3.2 Calendar Heatmap
In order to show the day scale in the calendar heatmap better, the Day value is factorize using as.factor() function to make it a categorical variable.
Show code
temp$Day <- as.factor(temp$Day)
ggplotly(
ggplot(temp,
aes(Day,
Year,
fill = mean_temp)) +
geom_tile(color = "white",
size = 0.1) +
theme_tufte(base_family = "Helvetica") +
scale_fill_gradient(name = "°C",
low = "lightyellow",
high = "orange2") +
labs(x = NULL,
y = NULL,
title = "Daily Mean Temperature in Changi for June") +
theme(axis.ticks = element_blank(),
plot.title = element_text(hjust = 0.5),
legend.title = element_text(size = 8),
legend.text = element_text(size = 6) )
)This calendar heatmap plots the temperature shifts for the month of June over several decades, capturing the essence of temperature shift on a daily basis. Each tile in the chart is tied to a particular day and year, where the color indicates the mean temperature for that day in °C. The color palette transitions from a light yellow to deep orange, illustrating a spectrum from cooler to warmer temperatures. It is noticeable that the lighter shades can be found in the early years before the shades go darker as the year goes up.

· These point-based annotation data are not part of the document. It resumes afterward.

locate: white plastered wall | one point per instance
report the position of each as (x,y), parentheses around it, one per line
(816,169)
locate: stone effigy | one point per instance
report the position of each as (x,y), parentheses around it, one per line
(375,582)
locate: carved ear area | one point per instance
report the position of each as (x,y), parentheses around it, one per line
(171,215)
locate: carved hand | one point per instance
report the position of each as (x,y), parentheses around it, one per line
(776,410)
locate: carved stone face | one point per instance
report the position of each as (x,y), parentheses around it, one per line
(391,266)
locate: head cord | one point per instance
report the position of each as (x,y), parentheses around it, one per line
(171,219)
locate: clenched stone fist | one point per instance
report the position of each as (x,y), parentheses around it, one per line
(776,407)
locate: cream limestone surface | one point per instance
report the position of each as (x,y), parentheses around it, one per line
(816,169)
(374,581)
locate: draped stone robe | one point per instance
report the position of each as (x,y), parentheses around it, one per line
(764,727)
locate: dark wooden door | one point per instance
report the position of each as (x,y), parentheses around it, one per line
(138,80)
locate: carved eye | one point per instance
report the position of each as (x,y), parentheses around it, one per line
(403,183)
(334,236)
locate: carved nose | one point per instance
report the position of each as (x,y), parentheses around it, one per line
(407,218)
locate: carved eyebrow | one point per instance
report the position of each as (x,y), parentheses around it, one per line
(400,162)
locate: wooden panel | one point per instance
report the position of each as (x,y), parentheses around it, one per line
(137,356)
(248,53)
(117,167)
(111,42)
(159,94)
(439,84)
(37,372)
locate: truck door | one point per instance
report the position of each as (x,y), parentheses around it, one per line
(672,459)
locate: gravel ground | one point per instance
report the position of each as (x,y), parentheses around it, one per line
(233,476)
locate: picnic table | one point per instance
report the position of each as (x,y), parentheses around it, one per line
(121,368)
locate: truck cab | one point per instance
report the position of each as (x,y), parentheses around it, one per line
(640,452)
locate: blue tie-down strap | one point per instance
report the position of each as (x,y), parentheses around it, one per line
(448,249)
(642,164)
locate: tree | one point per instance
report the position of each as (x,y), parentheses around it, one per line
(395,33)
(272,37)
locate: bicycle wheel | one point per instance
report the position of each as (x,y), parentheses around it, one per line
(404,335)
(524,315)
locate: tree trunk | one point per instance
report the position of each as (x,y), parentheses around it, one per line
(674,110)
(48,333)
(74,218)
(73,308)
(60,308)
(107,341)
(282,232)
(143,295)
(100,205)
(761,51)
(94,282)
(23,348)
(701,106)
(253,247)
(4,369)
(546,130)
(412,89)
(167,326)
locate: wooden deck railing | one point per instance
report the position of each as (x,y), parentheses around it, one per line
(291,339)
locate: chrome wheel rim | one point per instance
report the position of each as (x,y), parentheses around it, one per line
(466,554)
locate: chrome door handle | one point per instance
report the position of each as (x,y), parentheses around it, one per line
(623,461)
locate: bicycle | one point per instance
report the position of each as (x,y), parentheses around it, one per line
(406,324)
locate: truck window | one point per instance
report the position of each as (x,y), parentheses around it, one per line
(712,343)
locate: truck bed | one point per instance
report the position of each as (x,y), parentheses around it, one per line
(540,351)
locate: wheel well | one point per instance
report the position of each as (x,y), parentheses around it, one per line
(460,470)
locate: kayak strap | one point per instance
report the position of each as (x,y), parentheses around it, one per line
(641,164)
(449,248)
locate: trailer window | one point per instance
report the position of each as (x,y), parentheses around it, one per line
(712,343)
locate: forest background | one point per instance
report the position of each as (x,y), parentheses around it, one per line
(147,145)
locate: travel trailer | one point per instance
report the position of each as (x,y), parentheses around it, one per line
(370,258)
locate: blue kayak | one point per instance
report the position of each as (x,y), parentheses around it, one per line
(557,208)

The same interactivity features are also applied here using the ggplotly function, providing a more detailed and comprehensive look into each tile, where a hover will show all important information such as the exact mean temperature of that certain day of the year.
4. Visualizing Uncertainties
4.1 Uncertainty of point estimates with interactive error bars
Below is the plot of interactive error bars for the 99% confidence interval of mean daily temperatures by year.
Show code
year_temp <- temp %>%
group_by(Year) %>%
summarise(
n=n(),
mean=mean(mean_temp),
sd=sd(mean_temp)
) %>%
mutate(se=sd/sqrt(n-1))
shared_df = year_temp[, c("Year", "mean", "sd", "se")]
bscols(widths = c(6,6),
ggplotly((ggplot(shared_df) +
geom_errorbar(aes(
x=Year,
ymin=mean-2.58*se,
ymax=mean+2.58*se),
width=0.2,
colour="black",
alpha=0.9,
size=0.5) +
geom_point(aes(
x=Year,
y=mean,
text = paste("Year:", `Year`,
"<br>Avg. Mean Temp:", round(mean, digits = 2),
"<br>95% CI:[",
round((mean-2.58*se), digits = 2), ",",
round((mean+2.58*se), digits = 2),"]")),
stat="identity",
color="red",
size = 1.5,
alpha=1) +
xlab("Year") +
ylab("Average Daily Mean Temp") +
theme_minimal() +
theme(axis.text.x = element_text(
angle = 45, vjust = 0.5, hjust=1)) +
ggtitle("99% Confidence interval of average /<br>daily mean temp by year")),
tooltip = "text"),
DT::datatable(shared_df,
rownames = FALSE,
class="compact",
width="100%",
options = list(pageLength = 10,
scrollX=T),
colnames = c("Year",
"Avg Mean Daily Temp",
"Std Dev",
"Std Error")) %>%
formatRound(columns=c('mean', 'sd', 'se'),
digits=2))4.2 Visualizing uncertainty with ggdist methods
Next, looking at the temperature change between these 5 years, the error bar can be plotted using confidence level of 0.65 , 0.95, and 0.99.
4.2.1 Data Preparation
temp_change <- avg_temp %>%
mutate(change = avgvalue - lag(avgvalue, default = avgvalue[1]))4.2.2 Visualizing the Uncertainty
temp_change %>%
ggplot(aes(x = 1,
y = change)) +
stat_pointinterval(
.width = c(0.65,0.95,0.99)) +
labs(
title = "Visualising confidence intervals of monthly mean temperature",
subtitle = "Mean Point + Multiple-interval plot") +
scale_x_continuous(NULL, breaks = NULL) +
scale_y_continuous("°C Change", breaks = seq(-.1,0.7,0.2), limits = c(-0.5,1)) +
theme_minimal()
From the error bar above, it shows the temperature difference for each year ranges between 0.02°C to 0.5 °C, with the 99% confidence level stating the temperature fluctuation to be between ~0°C to ~0.5°C.
Conclusion
Our analysis doesn’t back the assertion that temperatures have risen by 1.4°C to 4.6°C; instead, we’re 99% certain the actual shift in temperatures ranges from a slight decrease of 0.02 degrees to an increase of only 0.5°C. It is important to note, though, that our dataset spans every 10 years. Examining data from different time frames, other locations, or specific months could potentially lead to different conclusions. So, while our findings might seem to contradict broader claims of temperature increase, they highlight the importance of considering various datasets and perspectives in climate analysis.